While there are many different types of anxiety, at varying degrees of severity, there are several features that virtually all forms of anxiety have in common and that serve to maintain anxiety.
They include:
- Avoidance: It makes sense for us to avoid what we are worried about. But there are two significant problems with avoidance:
- Avoidance can significantly limit where we can go and what we can do
For example: a woman who is worried that a terrorist attack will occur in New York City limits her trips into New York as much as possible. She confines herself to a local area and misses out on activities that she enjoys (e.g. attending Broadway shows) - Avoidance can prevent us from successfully facing the source of our anxiety
For example: a man who is afraid of flying refuses to take plane trips, and therefore never learns whether he can successfully survive a plane flight.

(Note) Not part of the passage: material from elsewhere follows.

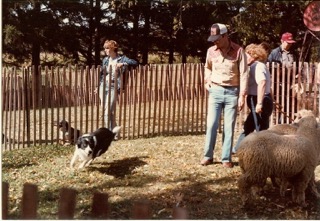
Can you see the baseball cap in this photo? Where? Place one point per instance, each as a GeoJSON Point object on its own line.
{"type": "Point", "coordinates": [217, 30]}
{"type": "Point", "coordinates": [288, 37]}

His fear of flying is maintained because he never puts his fear to the test.
- Avoidance can significantly limit where we can go and what we can do
Avoidance may appear to be an effective short-term anxiety management strategy, but in the long-term, it maintains anxiety.
- Anxious Thinking: Anxiety is often maintained by the way people think about certain things, situations, or people. In his book The Worry Cure, Dr. Robert Leahy outlines 17 typical “cognitive distortions” to which anxious people often fall prey. Among them are:
- Catastrophizing: Believing that the worst possible outcome will definitely occur
- Fortunetelling: Believing that you can predict what is going to happen in the future
- All-or-Nothing Thinking: Believing that all situations can be viewed in black and white; for example, I am either 100% successful, or a complete failure
- Intolerance of Uncertainty: Thanks to the work of Freeston, Ladouceur, and their colleagues, clinicians have recently focused on the role of intolerance of uncertainty in maintaining anxiety. Anxious individuals tend to have a very difficult time tolerating uncertainty, and strive to create certainty, often in situations where no certainty is possible (i.e. will it rain during my vacation?). It is common for anxious individuals to frequently seek reassurance from others in order to reduce uncertainty. If uncertainty cannot be reduced, frustration and increased anxiety result.
- Need for Control: Anxious individuals tend to want to control as many aspects of their lives as possible. The trouble is that there are many things in life we cannot control, no matter how hard we try. When anxious people fail in their attempts to control a situation, they are often left feeling frustrated and even more anxious.
- Safety Behaviors and Rituals:
- Safety behaviors are any behaviors people adopt to help them cope with anxiety
For example, always carrying around a bottle of anti-anxiety medication or always taking someone along when traveling - Rituals, typically found in OCD, are physical or mental actions that people feel compelled to perform in order to reduce their obsessive thoughts
For example, counting, checking, repeating, arranging
- Safety behaviors are any behaviors people adopt to help them cope with anxiety
Rituals and safety behaviors provide us with a false sense of security; that is, they tell us that the only reason we were able face the thing we fear is because we engaged in our safety behavior or ritual. This keeps us thinking that whatever we are fearing is indeed scary and should be feared. And it keeps us performing the rituals and safety behaviors, no matter how burdensome they become.